I’ve been here for five months now. I bought a proper bed, but the Delta blanket’s still on it. I do not know how or if I can rejoin Doomtree, but the thought of being a musician without a crew is too frightening to think about too hard for too long, so I try not to.

  There’s a delivery truck in my new neighborhood that has a huge, realistic painting of a striped bass on the side. Beneath it, there’s a phone number for Meat Without Feet. When I first saw it, I thought, Hey, that’s me. My own feet have been in storage all summer, stowed in black combat boots where they couldn’t remind me of X. I’m just the fish in the second-story walk-up on East Eighty-Second.

  My lease is $1,850 a month. For someone calibrated to the Minneapolis market, that figure is total lunacy. Telling my father I pay that much in rent was like coming out—I stuttered; he tried to hide his confusion and surprise. But he still loves me, even if he doesn’t understand my choices.

  Not inclusive of the broker’s fee, that figure breaks down to $2.57 an hour. That’s 4.3 cents a minute, which means I could either lease this apartment or phone Macao on a calling card and leave the handset off the hook for a year.

  My first month on the Upper East Side, I mentally converted all of my income and expenses into rental currency.

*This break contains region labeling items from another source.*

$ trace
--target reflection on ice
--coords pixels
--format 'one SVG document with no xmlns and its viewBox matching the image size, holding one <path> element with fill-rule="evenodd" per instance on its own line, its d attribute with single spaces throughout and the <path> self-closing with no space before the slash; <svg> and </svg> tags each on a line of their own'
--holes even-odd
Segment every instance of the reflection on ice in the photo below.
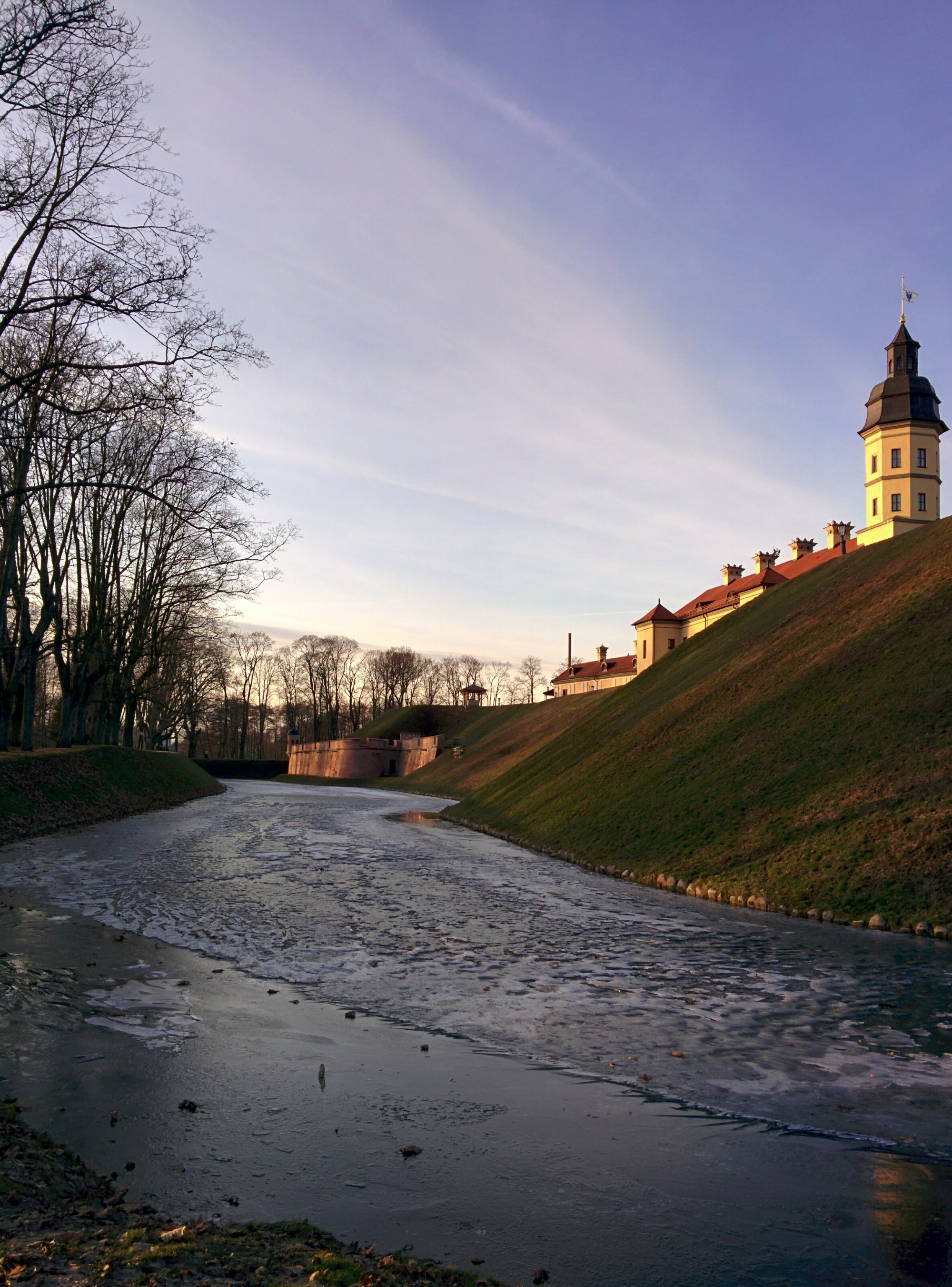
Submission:
<svg viewBox="0 0 952 1287">
<path fill-rule="evenodd" d="M 184 982 L 166 978 L 130 979 L 109 990 L 90 988 L 86 992 L 90 1006 L 118 1010 L 122 1018 L 94 1015 L 86 1023 L 144 1041 L 149 1050 L 179 1050 L 183 1041 L 196 1035 L 193 1024 L 199 1022 L 192 1013 Z M 134 1010 L 145 1013 L 127 1013 Z"/>
<path fill-rule="evenodd" d="M 439 806 L 235 782 L 90 829 L 80 851 L 55 837 L 8 851 L 3 879 L 345 1006 L 674 1099 L 952 1152 L 949 945 L 607 880 L 454 828 Z"/>
</svg>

The price of a granola bar at the bodega was the equivalent of twenty-nine minutes in my apartment. Every CD I sold at a show earned enough money to watch a full-length movie on Netflix in my apartment. A plasma donation could earn nearly ten hours in my apartment. By extension, donating all of my plasma would net just over four days.

  The place seemed way too expensive to leave empty when I was traveling for shows—too valuable to leave empty when I was walking around the block, really. The lease explicitly forbid short-term sublets, but the idea of wasting all that rent was nauseating. I’m the type of person who cuts open empty bottles of lotion. I’ve brought my own Tupperware to restaurants so as not to waste a box on my leftovers. Everything neurotic and Midwestern about me equates waste with moral failure.